Falck v. Commissioner

Goodrich,

dissenting: Except as to Docket No. 20452, I dissent from the majority opinion. I agree that whether the common stock had a “ readily realizable market value ” has nothing to do with the case. I agree also that section 202 (d) (1) is controlling here, that the new stocks received take the basis of the old stock for which exchanged, and that article 1567 of Regulations 62, having been approved as reasonable, should be applied in determining gain or loss upon subsequent sale of the stocks, or a part thereof, so acquired. The article requires that a “ fair apportionment ” of cost basis be allocated to each class of securities in “ that proportion which the market value of the particular class bears to the market value of all securities received on the date of the exchange.” The respondent has made an apportionment which is upheld by the prevailing opinion on the ground that petitioners have failed to overcome the presumptive correctness with which his determinations are armored — have failed to prove that the common stock had a market value different from that assigned to it by respondent. At this point I disagree. The evidence in this record is sufficient to convince me that the common stock had no market value, or if it had, that the value was not known, and that showing, in my opinion, is sufficient to overcome the presumptive correctness of respondent’s determination of market value upon which he bases his apportionment. The stock undoubtedly was valuable and conceivably might have been sold at some price, but as to what that price would be, and whether it would be market value, we can only guess. Its book value and perhaps its intrinsic value might be determined quite accurately, but such values are not *1369necessarily the market value, as that term has been so often judicially defined. Since the regulation requires the apportionment to be based upon a comparison of the market values of the two classes of securities, it need not be argued that, in the absence of one of those factors, it is not possible nor practicable to make a “ fair apportionment ” between them by the method prescribed.

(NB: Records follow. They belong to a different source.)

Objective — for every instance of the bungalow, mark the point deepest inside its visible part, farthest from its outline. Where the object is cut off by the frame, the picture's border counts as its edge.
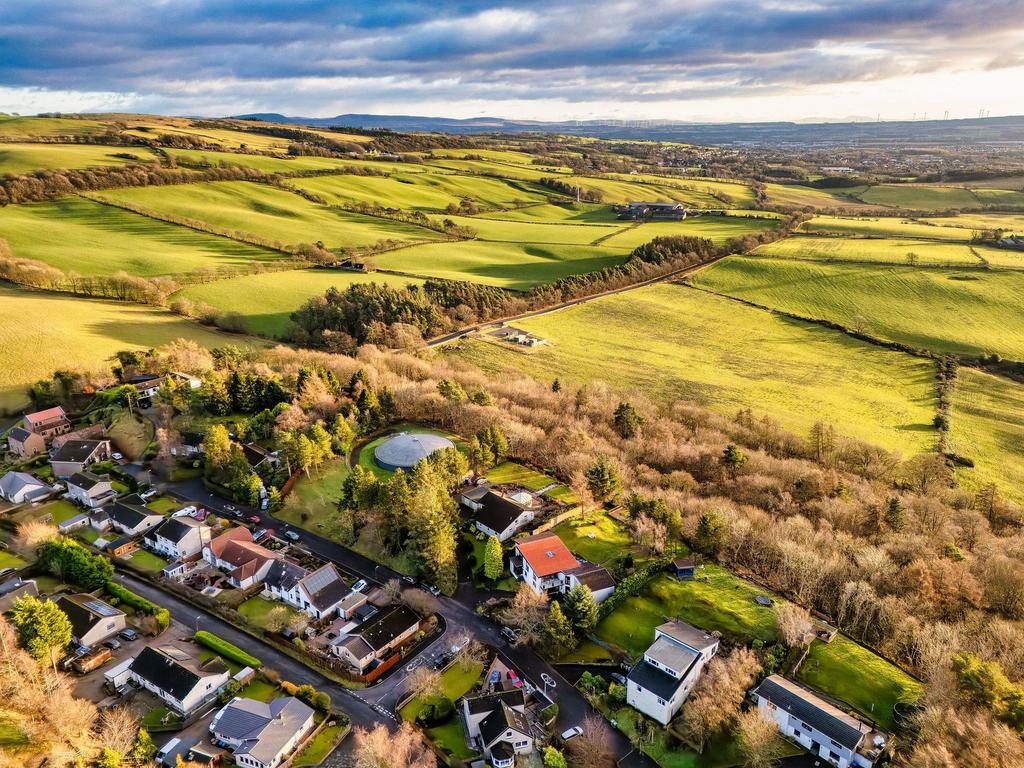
(822, 729)
(177, 538)
(177, 678)
(20, 487)
(75, 456)
(659, 682)
(261, 735)
(92, 621)
(377, 637)
(48, 423)
(90, 489)
(131, 516)
(25, 443)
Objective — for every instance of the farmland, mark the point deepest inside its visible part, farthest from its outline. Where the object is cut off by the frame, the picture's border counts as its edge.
(265, 301)
(675, 343)
(966, 311)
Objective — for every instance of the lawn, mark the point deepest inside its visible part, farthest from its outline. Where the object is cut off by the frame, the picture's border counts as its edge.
(17, 159)
(673, 343)
(859, 677)
(724, 602)
(518, 266)
(716, 228)
(456, 682)
(987, 427)
(91, 239)
(970, 312)
(270, 213)
(266, 301)
(80, 333)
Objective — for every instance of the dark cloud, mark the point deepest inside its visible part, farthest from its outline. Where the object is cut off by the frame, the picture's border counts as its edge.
(232, 52)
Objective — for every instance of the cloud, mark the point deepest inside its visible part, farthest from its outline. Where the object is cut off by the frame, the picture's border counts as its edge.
(313, 56)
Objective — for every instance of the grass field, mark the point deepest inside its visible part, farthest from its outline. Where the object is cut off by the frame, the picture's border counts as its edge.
(266, 300)
(716, 228)
(859, 677)
(17, 159)
(515, 265)
(270, 213)
(79, 235)
(41, 333)
(987, 426)
(676, 343)
(887, 227)
(971, 312)
(881, 251)
(419, 192)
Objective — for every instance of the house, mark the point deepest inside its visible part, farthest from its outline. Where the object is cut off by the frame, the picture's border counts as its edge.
(92, 621)
(497, 514)
(177, 538)
(548, 566)
(235, 552)
(20, 487)
(683, 567)
(90, 489)
(822, 729)
(48, 423)
(131, 516)
(75, 456)
(25, 443)
(262, 735)
(177, 678)
(14, 588)
(496, 724)
(377, 637)
(659, 682)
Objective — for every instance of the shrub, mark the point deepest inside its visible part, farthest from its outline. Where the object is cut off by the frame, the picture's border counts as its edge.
(226, 649)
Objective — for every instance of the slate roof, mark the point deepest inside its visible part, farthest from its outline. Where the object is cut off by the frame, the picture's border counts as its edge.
(814, 711)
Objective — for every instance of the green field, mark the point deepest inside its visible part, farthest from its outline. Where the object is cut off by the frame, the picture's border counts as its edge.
(515, 265)
(987, 426)
(882, 251)
(716, 228)
(42, 332)
(970, 312)
(676, 343)
(268, 212)
(78, 235)
(859, 677)
(266, 300)
(419, 192)
(17, 159)
(890, 227)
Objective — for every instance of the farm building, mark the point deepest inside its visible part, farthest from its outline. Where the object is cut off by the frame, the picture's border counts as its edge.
(406, 450)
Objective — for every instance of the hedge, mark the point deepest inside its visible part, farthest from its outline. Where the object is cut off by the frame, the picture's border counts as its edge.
(226, 649)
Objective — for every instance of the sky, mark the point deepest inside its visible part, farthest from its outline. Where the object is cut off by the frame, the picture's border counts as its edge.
(558, 59)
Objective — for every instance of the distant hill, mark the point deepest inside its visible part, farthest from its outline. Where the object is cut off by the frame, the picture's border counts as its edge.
(921, 131)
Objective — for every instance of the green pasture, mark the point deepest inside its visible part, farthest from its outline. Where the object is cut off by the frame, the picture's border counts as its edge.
(269, 212)
(41, 333)
(514, 265)
(974, 311)
(672, 342)
(265, 301)
(91, 239)
(987, 427)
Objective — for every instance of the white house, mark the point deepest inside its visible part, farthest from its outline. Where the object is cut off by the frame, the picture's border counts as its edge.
(659, 682)
(90, 489)
(822, 729)
(178, 538)
(177, 678)
(262, 735)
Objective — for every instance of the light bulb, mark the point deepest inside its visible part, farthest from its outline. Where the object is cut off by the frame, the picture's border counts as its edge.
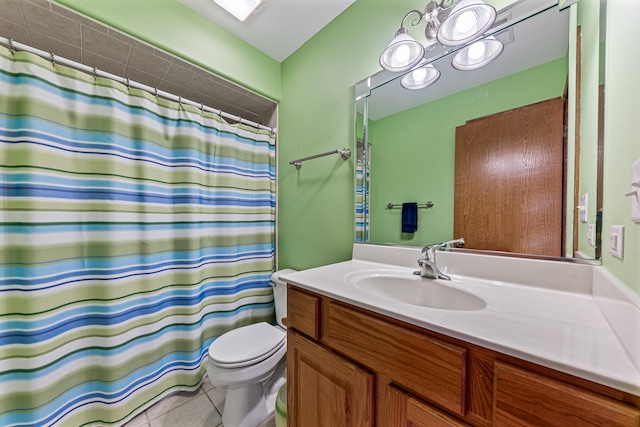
(401, 55)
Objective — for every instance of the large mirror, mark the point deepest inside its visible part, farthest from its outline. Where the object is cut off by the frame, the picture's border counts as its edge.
(439, 146)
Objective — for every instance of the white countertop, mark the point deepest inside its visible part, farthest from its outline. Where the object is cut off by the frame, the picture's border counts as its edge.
(549, 317)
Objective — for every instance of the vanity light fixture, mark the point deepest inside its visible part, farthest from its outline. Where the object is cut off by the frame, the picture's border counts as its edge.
(421, 76)
(448, 24)
(477, 54)
(240, 9)
(403, 53)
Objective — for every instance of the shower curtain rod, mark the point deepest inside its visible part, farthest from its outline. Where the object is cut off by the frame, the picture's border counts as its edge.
(14, 46)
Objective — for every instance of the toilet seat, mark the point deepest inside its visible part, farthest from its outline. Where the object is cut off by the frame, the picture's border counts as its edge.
(246, 345)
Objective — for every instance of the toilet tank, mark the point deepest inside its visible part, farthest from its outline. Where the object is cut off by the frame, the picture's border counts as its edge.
(280, 294)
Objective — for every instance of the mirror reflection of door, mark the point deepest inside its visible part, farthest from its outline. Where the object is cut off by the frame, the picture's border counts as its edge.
(505, 201)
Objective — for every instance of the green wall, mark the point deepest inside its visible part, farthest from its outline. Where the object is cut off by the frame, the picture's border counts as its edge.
(173, 27)
(316, 208)
(418, 148)
(622, 135)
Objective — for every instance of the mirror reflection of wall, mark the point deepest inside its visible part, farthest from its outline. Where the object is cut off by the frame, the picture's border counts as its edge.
(413, 151)
(589, 126)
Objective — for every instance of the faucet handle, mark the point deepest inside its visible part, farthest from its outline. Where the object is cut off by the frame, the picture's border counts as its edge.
(447, 244)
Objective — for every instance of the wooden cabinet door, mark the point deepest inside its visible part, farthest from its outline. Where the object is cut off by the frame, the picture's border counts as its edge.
(509, 180)
(407, 411)
(523, 398)
(327, 389)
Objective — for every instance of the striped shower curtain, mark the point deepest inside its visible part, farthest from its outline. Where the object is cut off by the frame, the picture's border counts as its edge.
(133, 232)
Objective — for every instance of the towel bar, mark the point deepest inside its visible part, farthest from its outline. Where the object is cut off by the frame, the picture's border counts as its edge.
(427, 205)
(345, 153)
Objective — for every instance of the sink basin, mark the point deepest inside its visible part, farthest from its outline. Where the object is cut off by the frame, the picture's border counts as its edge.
(404, 287)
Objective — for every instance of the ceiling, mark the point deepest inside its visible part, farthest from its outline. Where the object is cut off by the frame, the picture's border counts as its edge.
(280, 27)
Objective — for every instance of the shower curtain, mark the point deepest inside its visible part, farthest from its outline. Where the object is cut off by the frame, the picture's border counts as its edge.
(133, 232)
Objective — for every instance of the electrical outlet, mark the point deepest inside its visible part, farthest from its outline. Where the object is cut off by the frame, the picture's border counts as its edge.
(591, 234)
(616, 240)
(583, 207)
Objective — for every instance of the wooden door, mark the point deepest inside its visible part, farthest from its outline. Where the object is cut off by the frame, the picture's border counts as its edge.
(328, 390)
(509, 192)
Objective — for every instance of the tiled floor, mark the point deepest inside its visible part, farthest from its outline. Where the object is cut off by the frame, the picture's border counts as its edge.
(202, 408)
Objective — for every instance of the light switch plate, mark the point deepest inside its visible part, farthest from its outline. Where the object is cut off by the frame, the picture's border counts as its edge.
(583, 207)
(616, 240)
(635, 199)
(591, 234)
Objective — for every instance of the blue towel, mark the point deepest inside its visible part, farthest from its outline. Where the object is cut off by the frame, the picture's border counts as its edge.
(409, 217)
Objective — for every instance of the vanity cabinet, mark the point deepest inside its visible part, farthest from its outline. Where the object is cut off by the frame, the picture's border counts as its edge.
(348, 366)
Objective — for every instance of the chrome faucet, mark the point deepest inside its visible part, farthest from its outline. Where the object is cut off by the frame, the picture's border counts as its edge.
(427, 263)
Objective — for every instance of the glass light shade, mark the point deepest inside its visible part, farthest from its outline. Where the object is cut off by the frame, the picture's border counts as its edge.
(477, 54)
(241, 9)
(468, 20)
(402, 54)
(420, 77)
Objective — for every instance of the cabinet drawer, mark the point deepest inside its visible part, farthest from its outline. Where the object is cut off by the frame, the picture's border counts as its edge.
(405, 410)
(525, 398)
(303, 312)
(428, 367)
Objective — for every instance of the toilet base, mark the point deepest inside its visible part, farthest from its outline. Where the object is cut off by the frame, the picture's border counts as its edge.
(245, 407)
(250, 405)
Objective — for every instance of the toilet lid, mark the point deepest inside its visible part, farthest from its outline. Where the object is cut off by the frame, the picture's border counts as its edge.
(246, 345)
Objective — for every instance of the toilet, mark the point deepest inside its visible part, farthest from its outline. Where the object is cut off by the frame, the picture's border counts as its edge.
(251, 363)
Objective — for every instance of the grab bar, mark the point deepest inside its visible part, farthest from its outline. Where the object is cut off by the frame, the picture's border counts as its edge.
(393, 205)
(345, 153)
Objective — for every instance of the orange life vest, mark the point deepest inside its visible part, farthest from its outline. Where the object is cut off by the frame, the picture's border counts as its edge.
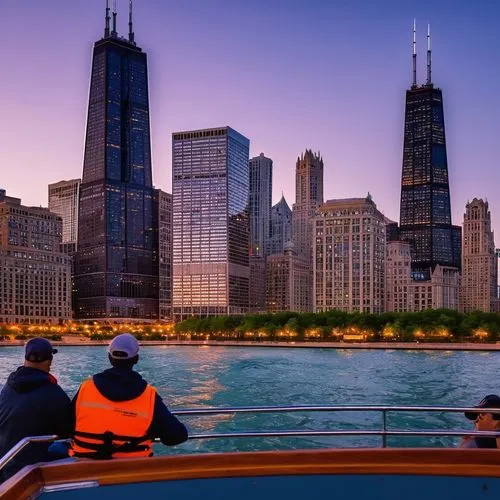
(112, 429)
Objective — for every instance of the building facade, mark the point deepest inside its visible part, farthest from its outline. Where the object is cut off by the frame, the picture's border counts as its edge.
(165, 257)
(260, 203)
(35, 276)
(116, 265)
(479, 263)
(281, 227)
(210, 180)
(399, 289)
(289, 282)
(63, 201)
(425, 210)
(308, 197)
(349, 256)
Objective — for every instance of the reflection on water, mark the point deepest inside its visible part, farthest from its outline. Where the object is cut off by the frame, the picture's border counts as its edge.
(207, 376)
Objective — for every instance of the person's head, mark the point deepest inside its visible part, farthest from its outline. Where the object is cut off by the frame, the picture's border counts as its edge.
(487, 420)
(38, 353)
(123, 352)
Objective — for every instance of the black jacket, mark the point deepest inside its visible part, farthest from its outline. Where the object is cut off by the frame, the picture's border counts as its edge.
(32, 404)
(121, 384)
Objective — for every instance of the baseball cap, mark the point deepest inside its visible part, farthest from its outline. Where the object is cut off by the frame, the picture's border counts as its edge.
(489, 401)
(124, 346)
(38, 349)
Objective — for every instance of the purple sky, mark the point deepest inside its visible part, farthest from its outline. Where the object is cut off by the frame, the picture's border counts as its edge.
(289, 74)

I realize that upon occasion, because of statutory requirements, a value, such as a fair market value as of March 1, 1913, or as of the date of death of a decedent must be determined, and that such determination, be it accurate or inaccurate, if reasonably bottomed upon fact, must be used as a basis for the computation of statutory tax liabilities. No such necessity confronts us here. We are seeking only to determine whether this common stock had a market value, so that it is possible or practicable to make an apportionment of a cost basis between it and a preferred stock of known market value. My conclusion is that its market value at the time received upon exchange was unknown and I see no necessity to attempt to fix that value) by guess or to attribute to a stock of unknown market value, by means of arbitrary mathematical formulae, a portion of the cost basis, as respondent has done.

Therefore, in my opinion, the market value of the preferred stock received in the exchange should be applied against the basis of the original property and no profit on the sale of any of the property received will be realized until, out of the proceeds of such sales, shall have been recovered the entire cost o'f the original property.